The combat system was really generic, and the Magicite system didn't really help (in the end every character would know exactly the same spells as the others). There were also balance problems (there was little reason to use a spell other than Ultima to deal damage) and the World of Ruin was too free (the game came with a map with numbered towns that gave you an idea of the order in which you should travel), but without you were pretty much lost. You had to check every town for gossips, and in some cases enter dungeons or rather vague locations (I hated Locke and Gau). I understand why the World of Ruin gets more hate than the World of Balance, but that is part of the design: had it been scripted, I believe the player would have not been able to create such a strong link with the characters. Having to search and recruit them made you appreciate them more (and I have yet to find someone who didn't replay the game when he discovered Shadow could be saved!).

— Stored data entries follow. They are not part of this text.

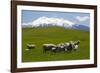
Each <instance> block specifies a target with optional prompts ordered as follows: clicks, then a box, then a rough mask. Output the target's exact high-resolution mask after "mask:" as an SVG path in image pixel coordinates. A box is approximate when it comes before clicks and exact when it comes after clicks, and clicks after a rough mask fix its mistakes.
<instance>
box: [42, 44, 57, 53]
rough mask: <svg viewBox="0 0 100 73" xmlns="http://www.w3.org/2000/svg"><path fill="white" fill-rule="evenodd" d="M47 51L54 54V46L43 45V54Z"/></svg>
mask: <svg viewBox="0 0 100 73" xmlns="http://www.w3.org/2000/svg"><path fill="white" fill-rule="evenodd" d="M47 51H51V52H56V45H54V44H43V53H46V52H47Z"/></svg>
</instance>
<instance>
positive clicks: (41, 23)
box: [22, 16, 89, 31]
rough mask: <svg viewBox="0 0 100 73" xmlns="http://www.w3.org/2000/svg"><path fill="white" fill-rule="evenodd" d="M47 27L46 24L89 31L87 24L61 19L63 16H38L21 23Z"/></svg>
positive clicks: (59, 26) (24, 26)
mask: <svg viewBox="0 0 100 73" xmlns="http://www.w3.org/2000/svg"><path fill="white" fill-rule="evenodd" d="M40 26H41V27H48V26H59V27H64V28H65V29H77V30H84V31H89V26H86V25H81V24H75V23H73V22H72V21H69V20H66V19H63V18H49V17H45V16H43V17H40V18H37V19H36V20H33V21H32V22H30V23H23V24H22V27H23V28H26V27H40Z"/></svg>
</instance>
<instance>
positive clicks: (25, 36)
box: [22, 27, 90, 62]
mask: <svg viewBox="0 0 100 73" xmlns="http://www.w3.org/2000/svg"><path fill="white" fill-rule="evenodd" d="M71 40H72V41H76V40H80V45H79V49H78V50H77V51H72V52H71V53H56V54H51V53H46V54H44V53H43V51H42V44H45V43H53V44H59V43H61V42H63V43H64V42H68V41H71ZM89 41H90V39H89V32H86V31H79V30H72V29H64V28H62V27H47V28H41V27H38V28H22V62H38V61H58V60H82V59H89V57H90V55H89V54H90V52H89V51H90V49H89V48H90V46H89V43H90V42H89ZM27 43H33V44H35V45H36V48H35V49H31V50H29V51H26V50H25V49H26V48H27V46H26V44H27Z"/></svg>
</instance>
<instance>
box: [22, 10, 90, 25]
mask: <svg viewBox="0 0 100 73" xmlns="http://www.w3.org/2000/svg"><path fill="white" fill-rule="evenodd" d="M42 16H46V17H50V18H51V17H52V18H63V19H66V20H69V21H71V22H74V23H75V24H82V25H86V26H89V25H90V14H89V13H79V12H77V13H76V12H54V11H49V12H48V11H34V10H22V23H29V22H32V21H33V20H36V19H38V18H39V17H42Z"/></svg>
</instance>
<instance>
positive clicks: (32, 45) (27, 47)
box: [26, 44, 36, 51]
mask: <svg viewBox="0 0 100 73" xmlns="http://www.w3.org/2000/svg"><path fill="white" fill-rule="evenodd" d="M35 47H36V46H35V45H34V44H27V49H26V51H28V50H30V49H34V48H35Z"/></svg>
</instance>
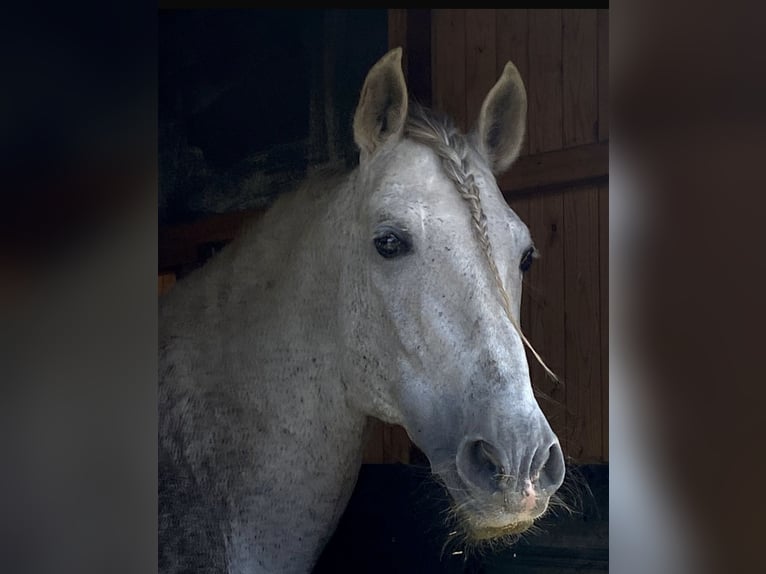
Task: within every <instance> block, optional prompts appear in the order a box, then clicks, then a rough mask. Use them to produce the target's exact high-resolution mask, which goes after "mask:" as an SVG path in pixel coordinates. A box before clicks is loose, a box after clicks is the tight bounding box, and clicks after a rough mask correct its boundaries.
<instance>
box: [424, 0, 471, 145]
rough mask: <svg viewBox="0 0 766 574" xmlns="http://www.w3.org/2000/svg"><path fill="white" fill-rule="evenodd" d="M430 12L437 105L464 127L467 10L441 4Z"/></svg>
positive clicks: (434, 90)
mask: <svg viewBox="0 0 766 574" xmlns="http://www.w3.org/2000/svg"><path fill="white" fill-rule="evenodd" d="M431 14H432V26H431V47H432V49H431V62H432V64H431V70H432V85H433V103H434V108H436V109H437V110H439V111H441V112H444V113H446V114H447V115H449V116H450V117H451V118H452V119H453V120H454V121H455V124H456V125H457V126H459V127H460V129H462V130H464V131H465V130H466V129H467V128H468V117H467V114H466V107H465V86H466V84H465V66H466V45H465V10H463V9H448V8H439V9H434V10H433V11H432V13H431Z"/></svg>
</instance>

I am not saying the others (particularly VII) don't have these points. But I think the series reached a peak in storytelling and character development while at the same time having a really high technical quality (the over 20 minutes ending, for example). Final Fantasy VII made it mainstream, and for that I am thankful. But I think in order to reach it it needed to do some compromises (less amount of playable characters with a clear main one, more straightforward game, CGI, etc) that in the end made (ironically) FFVI even more unique.

Just my opinion.

Good show ol' chap.
 

sh4mike

Member
Fimbulvetr said:
'Cept she didn't die.
He "avenged injustice" his Mom suffered at the hands of Gast. Avenging is not specific to murder or death.

Regardless, I'd label him a tragic villain given the details of his birth. Kefka is in a different league.

And since this is a ranking thread, let me end with Kefka being my choice as the greatest FF villain.